The reform of the Afghan National Police is a good example of the role women can play in the establishment of the rule of law. Since 2003, the SDC has supported the recruitment of women by the Afghan law enforcement authorities. Experience has shown that the presence of policewomen helps reduce violence against women and contributes to a climate of peace and security.
933 policewomen recruited over a four-year period
Between 2010 and 2014, 933 women were recruited into the Afghan police force through a fund administered by the United Nations Development Programme (UNDP) with support from the SDC. By the end of 2014, the total number of policewomen was 2,229, still fewer than 2% of the total number of police officers nationally. But the way forward has been set.
In order to facilitate the professional integration of female police officers with their male colleagues, programmes to raise awareness of gender equality have been organised within the Afghan police force. The ministry of the interior has set up its own gender equality unit and new laws aimed at protecting female police officers from the violence they are sometimes subjected to by their male colleagues have been adopted.
Improving the image of the police
The recruitment of more policewomen is one of a number of measures of a major programme to reform the Afghan police force which was launched in 2002. Supported by various donors and implemented by the Afghan national authorities, these reforms aim to fight corruption and impunity in the law enforcement authorities and thereby improve the public image of the police.
The nationwide introduction of an electronic payroll system for the police has made the flow of funds more transparent. Public awareness campaigns on the role of the police and mechanisms to make it easier to file reports to the police have been developed. This has strengthened the professionalism and integrity of the police.
Gender-mainstreamed police stations
The gradual transformation of the police force is also making it less remote in the eyes of ordinary citizens. Aside from giving the police force a new face, the recruitment of female police officers has enabled it to deploy female officers in local police stations.

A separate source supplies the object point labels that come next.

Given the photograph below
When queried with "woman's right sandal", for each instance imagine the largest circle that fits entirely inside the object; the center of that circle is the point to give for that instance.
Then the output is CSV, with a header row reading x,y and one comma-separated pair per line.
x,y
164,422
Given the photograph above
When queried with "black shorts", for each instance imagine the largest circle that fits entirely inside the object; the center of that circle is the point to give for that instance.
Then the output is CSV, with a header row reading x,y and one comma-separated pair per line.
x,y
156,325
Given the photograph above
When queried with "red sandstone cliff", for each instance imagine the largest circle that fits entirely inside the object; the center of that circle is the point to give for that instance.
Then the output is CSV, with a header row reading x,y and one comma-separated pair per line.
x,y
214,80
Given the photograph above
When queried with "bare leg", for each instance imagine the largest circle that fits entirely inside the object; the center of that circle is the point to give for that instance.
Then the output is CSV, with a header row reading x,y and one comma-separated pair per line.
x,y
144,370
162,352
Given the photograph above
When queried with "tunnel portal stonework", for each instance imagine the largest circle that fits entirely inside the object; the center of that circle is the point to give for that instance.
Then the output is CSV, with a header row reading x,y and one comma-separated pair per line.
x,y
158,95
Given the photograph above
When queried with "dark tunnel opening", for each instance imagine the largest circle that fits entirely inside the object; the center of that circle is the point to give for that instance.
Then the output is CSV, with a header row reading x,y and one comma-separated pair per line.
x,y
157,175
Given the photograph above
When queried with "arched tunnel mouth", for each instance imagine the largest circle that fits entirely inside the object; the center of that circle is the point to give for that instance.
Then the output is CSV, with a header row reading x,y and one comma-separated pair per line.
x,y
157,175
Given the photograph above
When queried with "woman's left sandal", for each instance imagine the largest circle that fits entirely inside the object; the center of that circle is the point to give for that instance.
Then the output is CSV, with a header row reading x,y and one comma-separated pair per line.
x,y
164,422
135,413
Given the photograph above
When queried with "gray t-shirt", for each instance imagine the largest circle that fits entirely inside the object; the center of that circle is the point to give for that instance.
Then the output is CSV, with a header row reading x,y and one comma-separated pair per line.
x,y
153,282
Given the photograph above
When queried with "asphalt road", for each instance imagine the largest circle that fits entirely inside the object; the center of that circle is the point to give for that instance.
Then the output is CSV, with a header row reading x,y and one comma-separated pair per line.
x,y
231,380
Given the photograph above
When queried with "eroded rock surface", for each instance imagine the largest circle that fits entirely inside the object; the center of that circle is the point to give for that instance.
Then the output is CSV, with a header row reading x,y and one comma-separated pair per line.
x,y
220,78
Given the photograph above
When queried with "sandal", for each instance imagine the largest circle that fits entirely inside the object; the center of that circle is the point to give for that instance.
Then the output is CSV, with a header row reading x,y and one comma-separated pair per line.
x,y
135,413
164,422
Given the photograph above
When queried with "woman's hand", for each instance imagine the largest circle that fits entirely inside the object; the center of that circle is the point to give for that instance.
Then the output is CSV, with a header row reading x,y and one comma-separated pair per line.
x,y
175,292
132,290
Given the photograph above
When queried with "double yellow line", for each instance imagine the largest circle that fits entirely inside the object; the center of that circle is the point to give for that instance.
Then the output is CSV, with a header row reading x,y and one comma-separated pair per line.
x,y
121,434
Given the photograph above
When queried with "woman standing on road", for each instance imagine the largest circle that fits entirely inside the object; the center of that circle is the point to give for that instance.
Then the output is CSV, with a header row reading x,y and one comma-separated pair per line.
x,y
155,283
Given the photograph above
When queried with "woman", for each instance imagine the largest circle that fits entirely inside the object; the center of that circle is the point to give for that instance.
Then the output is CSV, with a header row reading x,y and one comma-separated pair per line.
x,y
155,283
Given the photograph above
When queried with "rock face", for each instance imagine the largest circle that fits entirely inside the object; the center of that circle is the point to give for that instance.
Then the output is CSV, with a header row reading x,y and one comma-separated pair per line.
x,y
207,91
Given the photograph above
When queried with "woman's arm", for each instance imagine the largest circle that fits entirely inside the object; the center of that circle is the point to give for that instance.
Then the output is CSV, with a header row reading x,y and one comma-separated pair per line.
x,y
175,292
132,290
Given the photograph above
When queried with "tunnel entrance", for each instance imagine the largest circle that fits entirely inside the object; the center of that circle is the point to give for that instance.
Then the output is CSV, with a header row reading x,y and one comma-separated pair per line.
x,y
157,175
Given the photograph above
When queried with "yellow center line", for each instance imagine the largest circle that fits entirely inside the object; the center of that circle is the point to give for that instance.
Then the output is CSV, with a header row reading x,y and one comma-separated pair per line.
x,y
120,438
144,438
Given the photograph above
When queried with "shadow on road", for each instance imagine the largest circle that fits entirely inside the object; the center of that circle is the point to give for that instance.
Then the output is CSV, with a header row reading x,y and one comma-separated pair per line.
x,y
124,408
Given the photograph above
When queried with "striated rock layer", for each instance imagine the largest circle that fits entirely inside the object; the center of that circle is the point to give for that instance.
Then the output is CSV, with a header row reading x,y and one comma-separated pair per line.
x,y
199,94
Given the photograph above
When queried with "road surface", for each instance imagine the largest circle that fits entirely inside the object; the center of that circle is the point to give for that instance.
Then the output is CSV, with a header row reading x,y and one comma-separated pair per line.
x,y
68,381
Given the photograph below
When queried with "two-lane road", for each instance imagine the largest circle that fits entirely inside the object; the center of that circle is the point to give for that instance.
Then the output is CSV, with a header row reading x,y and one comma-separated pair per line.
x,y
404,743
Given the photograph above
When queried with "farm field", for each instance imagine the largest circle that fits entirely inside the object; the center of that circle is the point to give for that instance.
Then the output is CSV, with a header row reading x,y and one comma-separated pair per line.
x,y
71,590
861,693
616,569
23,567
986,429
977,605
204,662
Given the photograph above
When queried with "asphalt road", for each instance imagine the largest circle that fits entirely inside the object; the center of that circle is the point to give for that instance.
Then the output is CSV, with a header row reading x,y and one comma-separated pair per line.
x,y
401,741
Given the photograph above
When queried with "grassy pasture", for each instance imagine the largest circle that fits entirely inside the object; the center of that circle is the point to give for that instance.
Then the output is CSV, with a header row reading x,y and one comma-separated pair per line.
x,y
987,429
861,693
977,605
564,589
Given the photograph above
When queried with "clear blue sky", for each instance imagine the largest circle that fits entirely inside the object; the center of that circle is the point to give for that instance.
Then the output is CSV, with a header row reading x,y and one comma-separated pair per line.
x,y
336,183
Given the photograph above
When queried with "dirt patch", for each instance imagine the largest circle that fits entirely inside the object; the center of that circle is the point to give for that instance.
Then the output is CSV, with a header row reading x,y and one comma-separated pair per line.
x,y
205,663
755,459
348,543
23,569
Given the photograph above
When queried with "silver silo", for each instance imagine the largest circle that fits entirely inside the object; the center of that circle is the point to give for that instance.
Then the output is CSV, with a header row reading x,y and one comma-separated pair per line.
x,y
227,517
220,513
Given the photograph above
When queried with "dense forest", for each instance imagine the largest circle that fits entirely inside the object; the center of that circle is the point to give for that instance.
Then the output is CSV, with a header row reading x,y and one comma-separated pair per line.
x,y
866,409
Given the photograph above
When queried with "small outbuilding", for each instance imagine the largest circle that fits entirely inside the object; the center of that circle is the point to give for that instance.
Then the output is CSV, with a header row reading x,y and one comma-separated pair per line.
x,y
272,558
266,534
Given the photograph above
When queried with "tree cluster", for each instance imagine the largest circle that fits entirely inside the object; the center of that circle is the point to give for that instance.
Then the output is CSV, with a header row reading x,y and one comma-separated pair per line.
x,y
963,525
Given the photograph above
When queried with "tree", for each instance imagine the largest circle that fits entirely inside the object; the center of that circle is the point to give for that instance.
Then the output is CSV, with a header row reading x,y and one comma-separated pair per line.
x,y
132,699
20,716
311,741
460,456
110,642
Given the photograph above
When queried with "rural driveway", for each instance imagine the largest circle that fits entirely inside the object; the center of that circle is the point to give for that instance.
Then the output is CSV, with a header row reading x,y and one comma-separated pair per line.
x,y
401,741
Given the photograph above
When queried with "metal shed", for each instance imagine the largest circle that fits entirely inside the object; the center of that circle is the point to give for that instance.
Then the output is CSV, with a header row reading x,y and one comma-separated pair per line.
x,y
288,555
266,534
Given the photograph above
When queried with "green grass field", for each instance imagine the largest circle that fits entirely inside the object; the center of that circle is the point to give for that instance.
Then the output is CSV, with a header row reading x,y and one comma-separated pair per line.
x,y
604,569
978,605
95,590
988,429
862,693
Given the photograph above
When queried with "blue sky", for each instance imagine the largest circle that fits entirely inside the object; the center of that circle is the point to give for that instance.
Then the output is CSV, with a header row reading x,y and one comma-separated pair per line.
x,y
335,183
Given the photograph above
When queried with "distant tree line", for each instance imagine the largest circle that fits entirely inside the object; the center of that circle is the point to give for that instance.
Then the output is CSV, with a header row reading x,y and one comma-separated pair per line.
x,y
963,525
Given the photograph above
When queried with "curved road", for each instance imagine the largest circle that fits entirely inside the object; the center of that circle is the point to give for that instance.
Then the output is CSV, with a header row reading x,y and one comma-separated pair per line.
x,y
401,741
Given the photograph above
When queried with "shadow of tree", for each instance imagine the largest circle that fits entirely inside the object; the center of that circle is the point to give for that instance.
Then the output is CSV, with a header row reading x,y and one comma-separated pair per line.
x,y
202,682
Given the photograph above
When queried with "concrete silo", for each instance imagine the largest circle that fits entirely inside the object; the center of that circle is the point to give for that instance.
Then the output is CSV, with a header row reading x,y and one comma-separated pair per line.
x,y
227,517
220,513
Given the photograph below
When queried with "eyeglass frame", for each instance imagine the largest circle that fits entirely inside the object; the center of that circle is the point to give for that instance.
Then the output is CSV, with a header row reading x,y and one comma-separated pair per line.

To date, 165 family response units have been set up in police stations throughout the country. Afghan women thus have official points of contact to report domestic violence to the police, where they can also find shelter and protection if they need it. The situation is completely different from the days when police stations were exclusively run by men, which often discouraged women who had been victims of violence from reporting the abuse.
It goes without saying that even when an incident is reported, it will not necessarily result in a conviction. But there is every reason to believe that over time impunity for acts of violence will decrease and along with it violence against women in general. Increasing the share of women in the Afghan police forces thus meets the broader objective of strengthening the country's social cohesion by placing a high priority on gender equality and focusing on the contribution men and women can make together to the efforts to consolidate peace in Afghanistan.